Now simply make some inserts, updates and deletes on the master and check out whether they are happening on the slave as well. Officially, since replication is on full swing all changes in master tables should be replicated on the slave.

Please note that new tables & changes to table structures wont be replicated automatically. So whenever a new table is created or an existing table is altered the changes has to be manually propagated to slave and the scripts need to be run to make appropriate changes in the triggers and config tables.

Another important thing to note is that postgresql on master and slave should be able to communicate with both the ip addresses. For this add the ip addresses in the pgsql/data/pg_hba.conf.

For the able replication i had added the lines
host all all 172.16.3.211/32 trust
host all all 172.16.3.173/32 trust

to the pg_hba.conf file in both master & slave.

6 comments:

Serge Chevarie-Pelletier said...

create set (id=1, origin=1, comment='parent child table')

This lines seems to be missing a ;

thanks,

Serge

Anonymous said...

Do the second and third script have to be run on the slave as well. I tried to run the second script in the slave and it gave an error saying no password supplied.
Please advice..

gamegeek said...

You need to run the env.sh script before running any script. This ensures that the environment variables which include "password" are set.

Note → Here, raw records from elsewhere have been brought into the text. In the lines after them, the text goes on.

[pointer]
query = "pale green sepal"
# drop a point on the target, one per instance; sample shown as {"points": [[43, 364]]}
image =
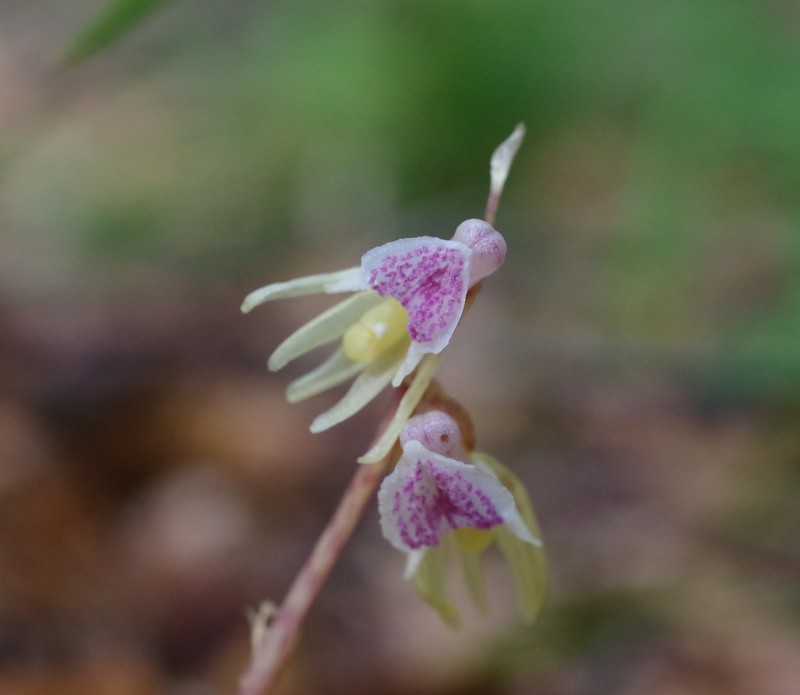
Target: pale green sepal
{"points": [[337, 369], [375, 377], [528, 562], [528, 565], [311, 284], [328, 326], [430, 580], [409, 401], [472, 571]]}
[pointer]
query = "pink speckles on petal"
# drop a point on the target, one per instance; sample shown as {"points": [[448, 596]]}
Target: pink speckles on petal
{"points": [[428, 495], [429, 277]]}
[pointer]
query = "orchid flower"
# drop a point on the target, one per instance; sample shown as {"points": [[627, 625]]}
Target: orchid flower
{"points": [[439, 500], [409, 296]]}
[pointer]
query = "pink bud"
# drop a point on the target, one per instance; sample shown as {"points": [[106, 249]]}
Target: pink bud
{"points": [[487, 245]]}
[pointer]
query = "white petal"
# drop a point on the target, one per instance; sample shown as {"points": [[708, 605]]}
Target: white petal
{"points": [[337, 369], [502, 158], [311, 284], [328, 326], [413, 357], [408, 403], [428, 495], [375, 377], [429, 277], [413, 560]]}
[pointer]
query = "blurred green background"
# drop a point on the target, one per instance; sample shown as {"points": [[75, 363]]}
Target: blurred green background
{"points": [[637, 360]]}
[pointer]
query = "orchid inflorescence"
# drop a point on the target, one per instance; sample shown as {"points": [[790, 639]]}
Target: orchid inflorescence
{"points": [[440, 499]]}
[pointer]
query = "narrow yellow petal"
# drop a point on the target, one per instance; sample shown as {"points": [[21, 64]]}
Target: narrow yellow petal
{"points": [[337, 369], [430, 580], [409, 401], [328, 326], [311, 284], [372, 380]]}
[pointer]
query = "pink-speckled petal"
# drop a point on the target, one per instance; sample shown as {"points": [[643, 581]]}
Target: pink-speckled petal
{"points": [[428, 495], [429, 277]]}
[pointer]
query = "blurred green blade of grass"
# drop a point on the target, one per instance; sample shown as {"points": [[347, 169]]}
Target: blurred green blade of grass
{"points": [[114, 21]]}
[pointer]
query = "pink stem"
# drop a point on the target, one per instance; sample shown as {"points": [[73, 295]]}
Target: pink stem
{"points": [[270, 654]]}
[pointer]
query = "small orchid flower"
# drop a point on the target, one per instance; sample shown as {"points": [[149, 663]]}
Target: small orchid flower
{"points": [[440, 500], [409, 297]]}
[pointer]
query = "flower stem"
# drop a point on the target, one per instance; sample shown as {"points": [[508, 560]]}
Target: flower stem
{"points": [[271, 652]]}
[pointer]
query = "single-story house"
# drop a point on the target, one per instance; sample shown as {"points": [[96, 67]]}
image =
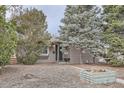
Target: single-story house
{"points": [[71, 55]]}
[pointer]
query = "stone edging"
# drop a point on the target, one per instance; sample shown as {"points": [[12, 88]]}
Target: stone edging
{"points": [[118, 80]]}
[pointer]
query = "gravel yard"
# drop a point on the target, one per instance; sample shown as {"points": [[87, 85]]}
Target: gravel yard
{"points": [[45, 75]]}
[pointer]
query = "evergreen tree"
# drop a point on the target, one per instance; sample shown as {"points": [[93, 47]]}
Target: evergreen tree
{"points": [[8, 37], [114, 33], [82, 27]]}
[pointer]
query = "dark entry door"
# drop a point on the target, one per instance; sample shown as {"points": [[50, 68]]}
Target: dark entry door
{"points": [[60, 54]]}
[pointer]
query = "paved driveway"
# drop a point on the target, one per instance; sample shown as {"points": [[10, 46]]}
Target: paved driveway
{"points": [[44, 75]]}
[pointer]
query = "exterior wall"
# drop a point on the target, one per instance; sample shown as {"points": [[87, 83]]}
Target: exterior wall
{"points": [[75, 55], [86, 57], [47, 58]]}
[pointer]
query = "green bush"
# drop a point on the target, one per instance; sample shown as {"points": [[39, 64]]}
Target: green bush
{"points": [[117, 63]]}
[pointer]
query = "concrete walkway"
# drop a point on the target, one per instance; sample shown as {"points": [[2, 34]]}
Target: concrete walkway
{"points": [[45, 75]]}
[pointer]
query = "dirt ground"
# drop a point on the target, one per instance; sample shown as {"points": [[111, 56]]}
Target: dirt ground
{"points": [[119, 70], [47, 76]]}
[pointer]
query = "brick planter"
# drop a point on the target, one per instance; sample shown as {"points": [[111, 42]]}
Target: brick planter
{"points": [[98, 77]]}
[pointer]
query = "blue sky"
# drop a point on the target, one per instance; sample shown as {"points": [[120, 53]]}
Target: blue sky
{"points": [[54, 14]]}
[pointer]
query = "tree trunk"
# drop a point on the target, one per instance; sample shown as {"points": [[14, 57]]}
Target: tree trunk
{"points": [[94, 59]]}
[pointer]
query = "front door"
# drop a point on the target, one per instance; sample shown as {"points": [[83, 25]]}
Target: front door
{"points": [[59, 55]]}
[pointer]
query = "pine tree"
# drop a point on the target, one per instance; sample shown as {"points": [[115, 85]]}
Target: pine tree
{"points": [[32, 35], [81, 27], [8, 37]]}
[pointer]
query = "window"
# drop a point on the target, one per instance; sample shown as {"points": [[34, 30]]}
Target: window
{"points": [[45, 51]]}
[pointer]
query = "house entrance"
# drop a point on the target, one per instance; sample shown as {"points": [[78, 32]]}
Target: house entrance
{"points": [[59, 54]]}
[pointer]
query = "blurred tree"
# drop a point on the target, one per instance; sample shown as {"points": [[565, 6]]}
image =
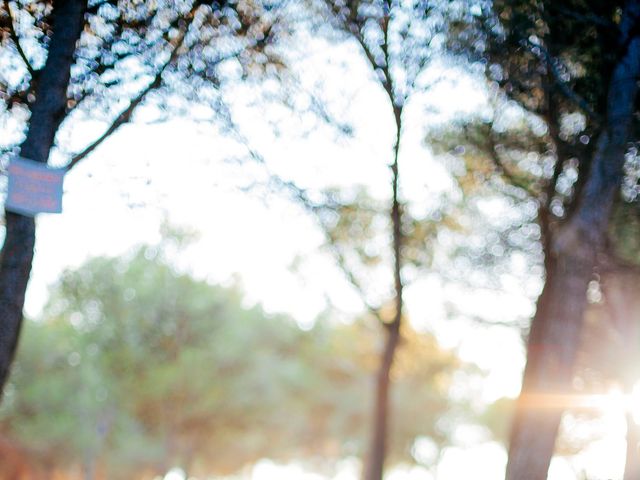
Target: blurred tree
{"points": [[571, 66], [399, 41], [107, 57], [138, 368]]}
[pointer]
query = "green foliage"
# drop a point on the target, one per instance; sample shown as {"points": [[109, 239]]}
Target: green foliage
{"points": [[136, 367]]}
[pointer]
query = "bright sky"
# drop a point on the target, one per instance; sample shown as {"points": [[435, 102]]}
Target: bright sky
{"points": [[119, 196]]}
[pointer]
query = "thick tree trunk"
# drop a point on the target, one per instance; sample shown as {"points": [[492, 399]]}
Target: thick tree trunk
{"points": [[552, 348], [47, 114], [555, 330]]}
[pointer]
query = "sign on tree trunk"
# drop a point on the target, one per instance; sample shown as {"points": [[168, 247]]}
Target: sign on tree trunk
{"points": [[34, 187]]}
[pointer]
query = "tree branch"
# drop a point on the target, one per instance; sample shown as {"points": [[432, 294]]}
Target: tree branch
{"points": [[16, 41]]}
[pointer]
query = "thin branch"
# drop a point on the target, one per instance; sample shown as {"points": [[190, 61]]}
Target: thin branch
{"points": [[125, 116], [16, 41]]}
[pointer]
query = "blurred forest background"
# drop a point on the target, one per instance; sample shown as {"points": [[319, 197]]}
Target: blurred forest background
{"points": [[322, 239]]}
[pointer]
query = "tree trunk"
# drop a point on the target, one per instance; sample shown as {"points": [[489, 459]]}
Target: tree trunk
{"points": [[555, 329], [374, 467], [47, 114]]}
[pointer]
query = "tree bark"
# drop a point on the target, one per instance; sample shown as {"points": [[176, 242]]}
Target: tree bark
{"points": [[556, 326], [47, 114], [374, 468]]}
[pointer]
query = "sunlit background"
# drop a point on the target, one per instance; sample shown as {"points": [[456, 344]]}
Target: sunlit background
{"points": [[188, 317]]}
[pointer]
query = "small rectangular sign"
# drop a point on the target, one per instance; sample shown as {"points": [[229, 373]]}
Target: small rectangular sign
{"points": [[34, 187]]}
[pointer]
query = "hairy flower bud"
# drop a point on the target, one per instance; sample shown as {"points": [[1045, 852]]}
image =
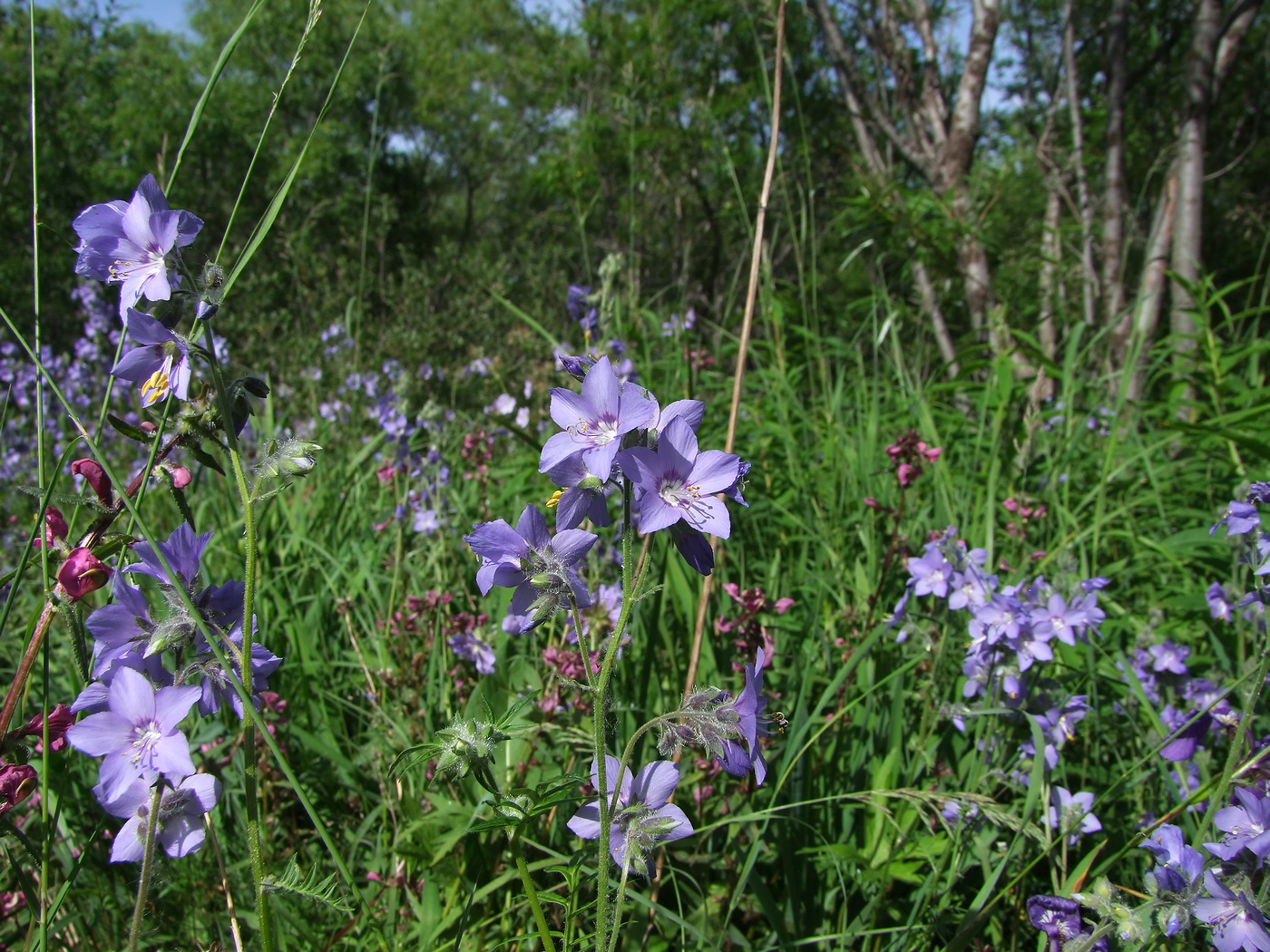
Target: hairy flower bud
{"points": [[95, 478], [82, 573]]}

Also check the lines that need to be added to pg_hba.conf for enabling access to master and slave - at the end of the blog post.

Unknown said...

Hi Jayant,

I downloaded the Slony-I, but it fails to configure, due to missing pg_config and I can't find this file anywhere in my system. I use Fedora Linux. Thanks for your advice. Michael

gamegeek said...

@michael: that is strange. If you have installed postgresql properly, you should be able to find pg_config in /usr/local/pgsql/bin - that is if you have compiled and installed using source

sunil said...

Hi Jayanth

Thats a great useful stuff which you posted, thank you for it.